Para alguns, a dor da certeza da perda definitiva de entes queridos, para outros a angústia do silêncio da desinformação. Quatro dias após a tragédia que varreu do mapa vidas inteiras, o entra e sai no prédio do Instituto Médico Legal (IML) em Belo Horizonte revelava a tragédia humana protagonizada pelo mar de lama que na sexta-feira paralisou corações e mentes em todo Brasil. Muito choro, apreensão, poucas esperanças e muita solidariedade marcaram a segunda-feira de centenas de pessoas que ainda aguardam alguma notícia, ou mesmo um porto seguro onde possam se apoiar.
No quarteirão permitido somente ao trânsito local, calçadas tomadas por uma rede solidária de voluntários, gente vindas de todas as partes para oferecer alimento, acolhida, agasalho ou apenas um afago se misturava com famílias e amigos nas idas e vindas do desespero de obter “alguma notícia” ou na dor expressa da confirmação da ausência de um pai, um filho, um marido ou esposa.
Sem dormir há três dias Odair Dias da Rocha Santana, soldador 42, anos aguradava notícias da irmã Denise da Rocha, 32 anos, engenheira da Vale, mãe de dois filhos de 12 e oito anos, que trabalhava na empresa há quatro anos, “Ela nos mandou fotos almoçando, no refeitório, na sexta-feira às 13h30 e nunca mais tivemos notícia”. Odair aguardava a chegada da mãe e irmãs, vindas de São Paulo, para tentar entrar no instituto e reconhecer a irmão entre os corpos. “Não sabemos o que dizer aos filhos que chamam pela mãe o tempo todo e precisaram ser medicados. Ninguém da Vale ainda nos procurou”.
A manicure Mirtes Alves Rodrigues foi avisada pelo cunhado que através do telefone 0800 disponibilizado pela empresa para informações, foi informado que deveria procurar o IML, para reconhecer o corpo da irmã Rosélia Alves Rodrigues, 36 anos, técnica em nutrição terceirizada. “Mas ao chegar aqui fui informada que era para esperar ligação do instituto antes de comparecer. “A gente fica sem chão, são muitas as dúvidas a serem esclarecidas. Nos agarramos a esperança de encontrar os restos mortais, já que é muita lama para que ainda esteja viva”. Rosélia tem um filho de quatro anos.

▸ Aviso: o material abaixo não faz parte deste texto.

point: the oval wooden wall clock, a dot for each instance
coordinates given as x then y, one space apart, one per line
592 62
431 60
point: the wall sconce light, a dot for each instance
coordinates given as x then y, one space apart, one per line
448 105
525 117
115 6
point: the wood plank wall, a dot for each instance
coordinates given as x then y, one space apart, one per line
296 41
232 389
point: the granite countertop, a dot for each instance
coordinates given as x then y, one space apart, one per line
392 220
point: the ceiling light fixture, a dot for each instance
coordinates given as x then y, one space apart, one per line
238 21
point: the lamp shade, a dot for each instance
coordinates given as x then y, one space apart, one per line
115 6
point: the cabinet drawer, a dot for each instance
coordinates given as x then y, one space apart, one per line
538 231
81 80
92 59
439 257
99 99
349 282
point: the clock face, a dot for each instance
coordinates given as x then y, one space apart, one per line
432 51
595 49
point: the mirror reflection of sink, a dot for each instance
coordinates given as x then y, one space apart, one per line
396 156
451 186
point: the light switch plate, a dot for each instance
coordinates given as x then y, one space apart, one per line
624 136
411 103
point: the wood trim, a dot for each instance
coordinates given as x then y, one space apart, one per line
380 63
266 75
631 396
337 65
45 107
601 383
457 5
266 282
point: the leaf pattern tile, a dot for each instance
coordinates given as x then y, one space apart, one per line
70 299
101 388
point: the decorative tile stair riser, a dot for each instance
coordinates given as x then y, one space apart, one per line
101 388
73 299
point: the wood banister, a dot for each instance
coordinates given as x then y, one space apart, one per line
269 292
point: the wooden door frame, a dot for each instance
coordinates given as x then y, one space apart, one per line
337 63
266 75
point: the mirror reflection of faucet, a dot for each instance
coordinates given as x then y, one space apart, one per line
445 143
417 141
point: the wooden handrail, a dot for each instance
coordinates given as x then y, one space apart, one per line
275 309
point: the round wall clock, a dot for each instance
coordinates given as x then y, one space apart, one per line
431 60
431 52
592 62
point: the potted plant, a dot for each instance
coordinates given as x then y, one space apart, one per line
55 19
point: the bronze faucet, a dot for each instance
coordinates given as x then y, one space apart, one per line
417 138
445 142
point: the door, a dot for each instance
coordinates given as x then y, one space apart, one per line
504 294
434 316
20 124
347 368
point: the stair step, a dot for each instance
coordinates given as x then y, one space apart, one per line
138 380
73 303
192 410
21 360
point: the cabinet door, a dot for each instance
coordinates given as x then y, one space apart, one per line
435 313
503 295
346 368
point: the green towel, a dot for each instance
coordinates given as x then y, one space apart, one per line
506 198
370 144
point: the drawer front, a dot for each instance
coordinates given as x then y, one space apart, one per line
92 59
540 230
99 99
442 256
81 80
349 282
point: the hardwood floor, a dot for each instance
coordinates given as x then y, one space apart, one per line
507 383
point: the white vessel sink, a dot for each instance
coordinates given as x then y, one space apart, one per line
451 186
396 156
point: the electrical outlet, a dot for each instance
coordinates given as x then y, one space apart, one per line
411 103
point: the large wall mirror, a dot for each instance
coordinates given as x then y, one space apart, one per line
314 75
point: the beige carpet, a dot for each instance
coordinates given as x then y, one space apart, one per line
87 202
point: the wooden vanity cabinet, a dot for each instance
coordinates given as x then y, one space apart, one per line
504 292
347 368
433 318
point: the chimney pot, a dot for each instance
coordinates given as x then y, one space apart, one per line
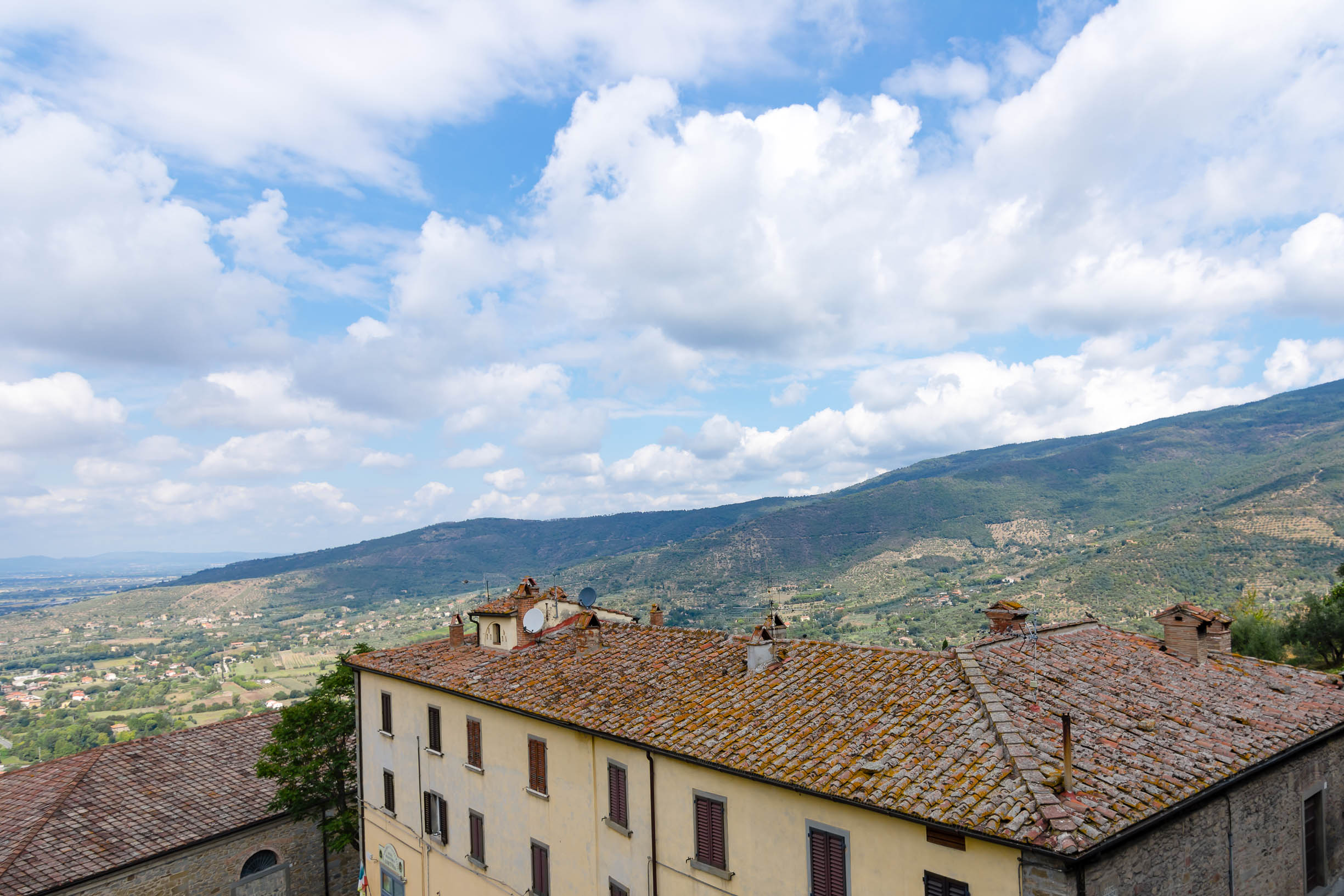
1191 632
526 600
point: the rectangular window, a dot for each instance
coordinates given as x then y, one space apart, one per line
436 736
391 884
537 765
617 809
710 846
436 817
477 837
945 838
1313 852
474 743
940 886
827 863
541 870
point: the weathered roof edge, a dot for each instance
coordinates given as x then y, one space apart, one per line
706 763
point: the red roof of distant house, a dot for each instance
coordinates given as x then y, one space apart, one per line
73 819
956 738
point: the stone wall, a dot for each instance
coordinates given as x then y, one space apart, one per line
1189 856
213 870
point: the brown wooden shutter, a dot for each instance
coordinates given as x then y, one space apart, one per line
474 743
940 886
828 876
541 871
477 837
1312 841
537 765
436 739
617 808
708 833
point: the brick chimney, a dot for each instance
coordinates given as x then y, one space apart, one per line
591 630
526 598
1191 632
1007 617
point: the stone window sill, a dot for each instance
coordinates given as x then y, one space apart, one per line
710 870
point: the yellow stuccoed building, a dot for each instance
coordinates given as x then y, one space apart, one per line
605 757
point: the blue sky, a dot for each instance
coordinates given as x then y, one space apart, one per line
280 279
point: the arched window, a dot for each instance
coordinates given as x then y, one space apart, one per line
260 861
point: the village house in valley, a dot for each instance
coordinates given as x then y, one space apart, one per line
179 814
601 756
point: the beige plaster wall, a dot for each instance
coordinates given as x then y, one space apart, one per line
767 825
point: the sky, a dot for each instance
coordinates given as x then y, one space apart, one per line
279 277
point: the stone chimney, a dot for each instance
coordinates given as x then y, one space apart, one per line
526 598
1007 617
591 632
1191 632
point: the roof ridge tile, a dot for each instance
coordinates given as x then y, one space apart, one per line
1014 745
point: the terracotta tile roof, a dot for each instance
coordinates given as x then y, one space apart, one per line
963 738
1150 729
72 819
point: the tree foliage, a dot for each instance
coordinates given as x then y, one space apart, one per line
1255 632
1320 624
312 757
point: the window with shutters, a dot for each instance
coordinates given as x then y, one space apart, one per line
436 732
617 801
827 871
474 743
940 886
711 848
1313 840
537 766
477 833
541 870
436 817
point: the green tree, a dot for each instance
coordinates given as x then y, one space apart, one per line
1256 633
1319 627
312 757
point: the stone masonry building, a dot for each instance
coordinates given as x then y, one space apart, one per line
179 814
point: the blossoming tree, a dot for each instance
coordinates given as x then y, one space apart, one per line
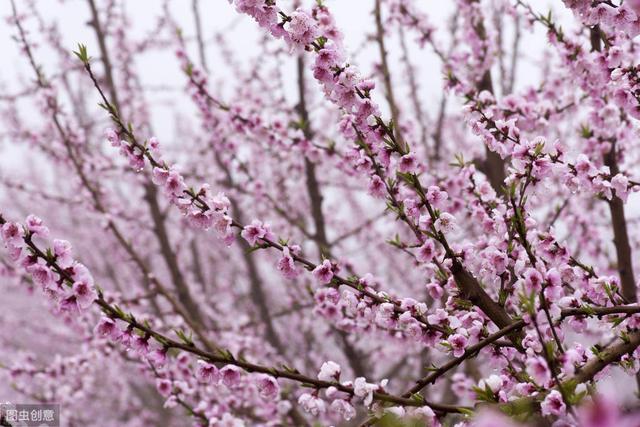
325 246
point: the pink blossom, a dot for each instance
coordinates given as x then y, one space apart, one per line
158 357
36 226
329 371
11 233
286 264
620 184
323 272
207 373
343 408
302 28
426 252
255 231
230 376
445 222
377 188
311 404
267 387
407 163
62 251
85 294
553 404
538 370
533 280
107 328
41 275
458 344
164 387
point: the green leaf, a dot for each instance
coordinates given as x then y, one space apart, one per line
82 54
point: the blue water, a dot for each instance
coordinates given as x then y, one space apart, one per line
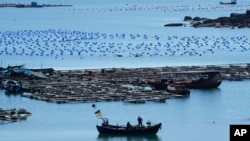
205 115
90 35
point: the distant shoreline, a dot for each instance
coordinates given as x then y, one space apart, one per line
32 5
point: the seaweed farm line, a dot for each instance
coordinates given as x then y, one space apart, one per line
115 84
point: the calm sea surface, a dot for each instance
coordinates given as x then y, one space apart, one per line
125 33
205 115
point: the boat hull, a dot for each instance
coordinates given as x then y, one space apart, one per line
120 130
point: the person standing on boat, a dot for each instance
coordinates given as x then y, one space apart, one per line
139 119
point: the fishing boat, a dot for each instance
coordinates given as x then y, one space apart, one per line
201 83
12 86
106 128
178 89
197 79
233 2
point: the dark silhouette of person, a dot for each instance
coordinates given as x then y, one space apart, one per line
139 119
128 125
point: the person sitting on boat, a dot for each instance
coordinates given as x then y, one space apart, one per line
139 119
128 125
105 122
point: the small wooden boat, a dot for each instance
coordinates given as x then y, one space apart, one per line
233 2
105 128
12 86
178 89
201 83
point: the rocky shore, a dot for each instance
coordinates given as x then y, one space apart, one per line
13 115
114 84
235 20
32 5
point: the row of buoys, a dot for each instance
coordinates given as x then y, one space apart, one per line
167 8
58 43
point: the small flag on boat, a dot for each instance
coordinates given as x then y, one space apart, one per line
93 106
98 113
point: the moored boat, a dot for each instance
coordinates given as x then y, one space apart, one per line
12 86
128 130
201 83
178 89
109 129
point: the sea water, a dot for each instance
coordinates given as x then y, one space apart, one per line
91 34
205 115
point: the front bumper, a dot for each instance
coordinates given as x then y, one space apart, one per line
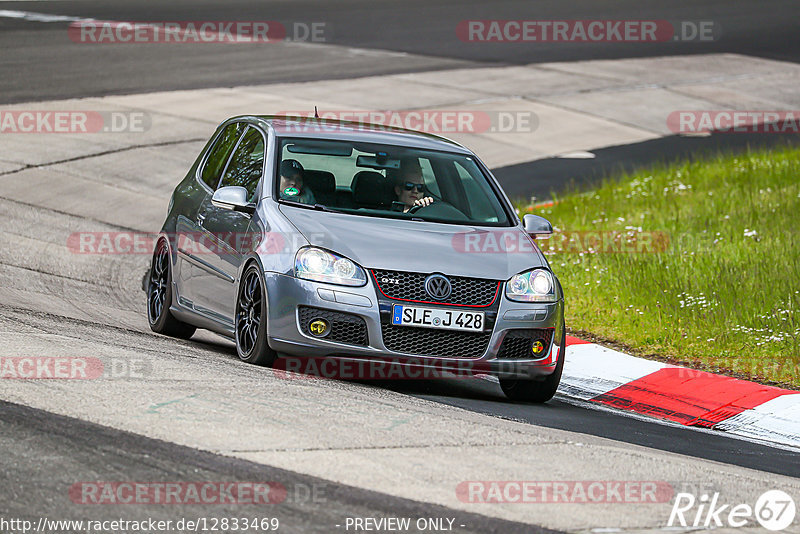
287 294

Angustiado, foi a classificação dada pelo metalúrgico Ricardo Braga, ao falar sobre a procura pelo irmão, o analista de qualidade na empresa por dez anos, Adriano Júnior Braga, de 38 anos. Na rua, redes de solidariedade foram formadas. Movidas pelo mesmo sentimento Gabriele Fernandes Gabriel, 30 anos, Erika Fernandes de 25, Carla Eduarda da Silva, Letícia Aparecida Gomes da Silva e Mariza Costa e Ana Carolina, que se conheceram no local, distribuíam sucos, água e alimento doados por inúmeras pessoas a familiares que chegavam ao IML em busca de notícia. Elas se sensibilizaram com a situação.
“Pensei em ir para Brumadinho mas me lembrei que muitos vinham aqui com a roupa do corpo, as vezes sem dinheiro até para passagem, no desespero e me desloquei pra cá”, relatou Ana Carolina. A despachante Ana Carolina disponibilizou telefone e xerox de sua empresa sem custos aos familiares e a empresa de socorristas Alpha Vidas, de Contagem deslocou duas ambulâncias e equipes de socorristas formadas por técnicos de enfermagem e enfermeiros para auxiliar em caso de “alguém passar mal”, explicou Jefferson Fernandes da Cunha. A aposentada Adriana Correia, moradora das proximidades ofereceu sua casa aos voluntários “para um descanso ou mesmo um banho”.